Canadian Growth Stocks to Watch in October: goeasy and Shopify
September was a challenging month for Canadian investors, as the S&P/TSX Composite Index dropped nearly 5%. This marked yet another significant decline in a year that has seen several similar drops. Despite experiencing three 5% surges in 2023, the Canadian stock market as a whole has remained relatively stagnant.
While short-term investors may be hesitant to enter the volatile market, those with a long-term perspective have the opportunity to take advantage of discounted growth stocks on the TSX. In this article, we will review two Canadian stocks that growth investors should watch in October. These picks offer different opportunities, making them a great addition to any portfolio.
First, let’s take a look at goeasy (TSX:GSY), a financial services provider that may not be familiar to all Canadian growth investors. However, its returns over the past decade have been exceptional. The stock has surged close to 600% in the last ten years and over 100% in the last five years. While growth has slowed in recent years, goeasy’s stock price has also pulled back significantly from its all-time highs in late 2021. Like many other growth stocks, goeasy experienced a substantial decline following the market crash caused by the COVID-19 pandemic.
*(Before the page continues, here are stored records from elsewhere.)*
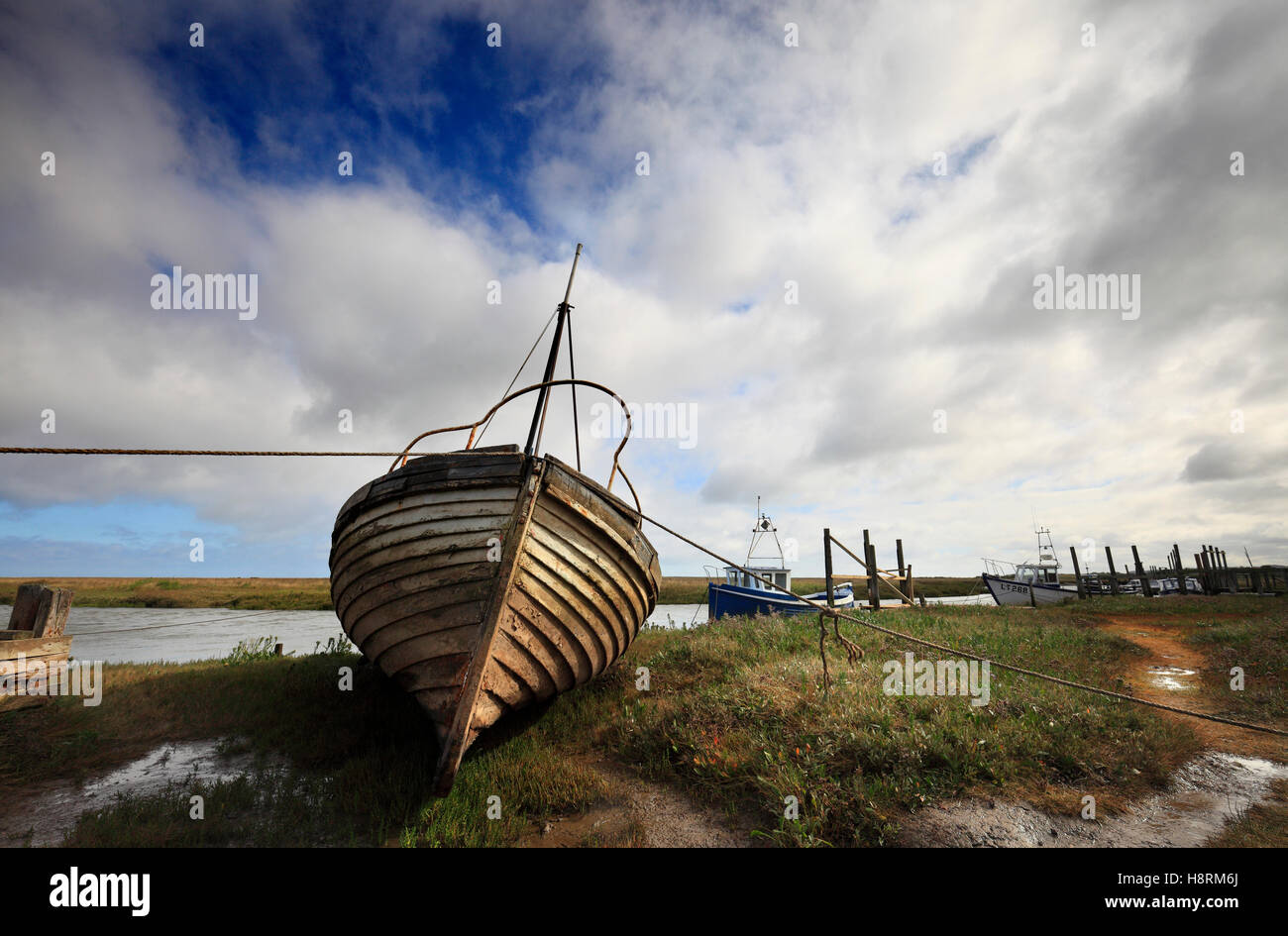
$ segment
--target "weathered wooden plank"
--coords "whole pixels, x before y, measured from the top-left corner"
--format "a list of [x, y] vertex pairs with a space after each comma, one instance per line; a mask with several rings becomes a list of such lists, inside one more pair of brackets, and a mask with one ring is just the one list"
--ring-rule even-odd
[[26, 640], [6, 640], [0, 644], [0, 660], [17, 659], [22, 654], [27, 659], [36, 657], [67, 655], [71, 650], [71, 637], [28, 637]]
[[13, 600], [13, 609], [9, 612], [10, 631], [35, 630], [36, 610], [40, 608], [40, 599], [45, 591], [45, 586], [37, 582], [23, 582], [18, 586], [18, 594]]
[[556, 460], [531, 460], [520, 488], [513, 448], [428, 458], [345, 502], [331, 594], [350, 640], [434, 721], [442, 791], [480, 730], [626, 650], [661, 569], [634, 511]]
The company’s shares have also been negatively affected by high interest rates. However, these rates are expected to be temporary, which is an encouraging sign for long-term investors. With goeasy’s share price currently down 50% from its all-time highs, there may not be another buying opportunity like this for some time.
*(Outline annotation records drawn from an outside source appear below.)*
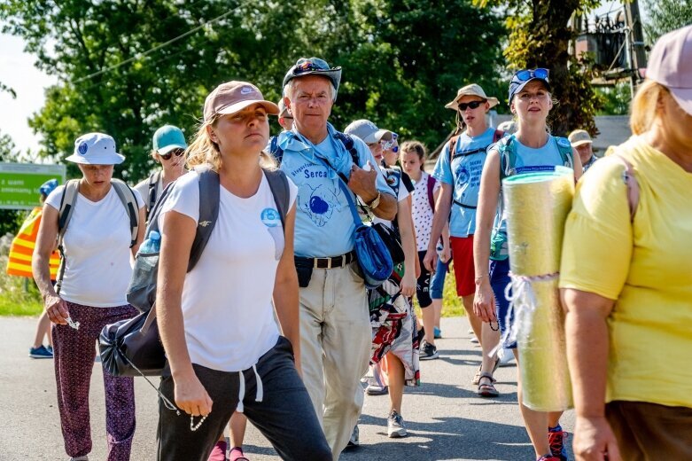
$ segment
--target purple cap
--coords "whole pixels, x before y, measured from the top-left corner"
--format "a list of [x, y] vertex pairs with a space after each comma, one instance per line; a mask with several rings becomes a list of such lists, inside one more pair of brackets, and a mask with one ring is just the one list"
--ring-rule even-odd
[[668, 90], [692, 115], [692, 26], [665, 34], [649, 56], [646, 76]]

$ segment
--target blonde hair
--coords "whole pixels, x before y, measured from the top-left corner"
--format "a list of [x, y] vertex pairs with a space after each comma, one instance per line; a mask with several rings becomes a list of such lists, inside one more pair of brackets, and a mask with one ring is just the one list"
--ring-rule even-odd
[[667, 88], [653, 80], [646, 80], [639, 87], [630, 105], [629, 124], [634, 135], [641, 135], [651, 129], [654, 120], [658, 116], [658, 101], [669, 94]]
[[[207, 126], [216, 126], [219, 118], [219, 114], [216, 114], [212, 120], [202, 121], [199, 124], [199, 129], [197, 130], [193, 141], [185, 149], [185, 163], [188, 169], [192, 169], [198, 165], [209, 165], [217, 173], [221, 169], [222, 160], [219, 145], [212, 141], [206, 131]], [[260, 153], [260, 166], [265, 169], [276, 169], [277, 168], [274, 157], [264, 151]]]
[[421, 160], [421, 170], [423, 169], [423, 164], [425, 163], [425, 158], [428, 156], [427, 149], [425, 145], [420, 141], [407, 141], [401, 145], [400, 147], [401, 155], [407, 152], [412, 152], [418, 156], [418, 160]]

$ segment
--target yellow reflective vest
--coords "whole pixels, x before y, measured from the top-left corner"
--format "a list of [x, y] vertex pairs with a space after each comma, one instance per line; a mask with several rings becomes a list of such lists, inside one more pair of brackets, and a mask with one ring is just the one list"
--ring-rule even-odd
[[[31, 257], [34, 254], [34, 247], [36, 246], [38, 226], [41, 223], [43, 212], [43, 210], [40, 207], [34, 208], [21, 224], [17, 237], [12, 240], [12, 245], [10, 246], [10, 258], [7, 262], [7, 273], [9, 275], [34, 277], [31, 271]], [[49, 262], [51, 280], [55, 280], [59, 264], [60, 255], [57, 251], [54, 251], [51, 254]]]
Next, we turn our attention to Shopify (TSX:SHOP), a Canadian tech stock that was, at one point, the largest company on the TSX. In late 2022, Shopify’s shares were down a staggering 80% from their all-time highs set in 2021. Although the stock has rebounded 50% year to date, it still trades more than 60% below its peak. Like many high-growth tech stocks, Shopify’s stock price reached unsustainable levels in 2021. When the tech sector experienced a downturn in 2022, it was not entirely surprising. However, Shopify remains a dominant player in the global e-commerce space, which offers numerous long-term growth opportunities. Despite the volatility, Shopify shows no signs of slowing down, making it an attractive option for investors who can endure the market’s ups and downs.
Investing in today’s volatile market conditions is not easy, but these difficult times often present can’t-miss buying opportunities. Instead of solely focusing on the share price, it’s essential to evaluate a company’s long-term growth potential. If you believe in a company’s ability to continue growing for many years to come, a 50% discount on its stock price should catch your attention.
In conclusion, goeasy and Shopify are two Canadian growth stocks worth watching in October. goeasy, despite being lesser-known, offers impressive returns over the past decade and a discounted price from its all-time highs. Shopify, on the other hand, has experienced significant volatility but remains a strong contender in the e-commerce industry. By carefully evaluating these stocks and their long-term growth prospects, investors can capitalize on the current market conditions.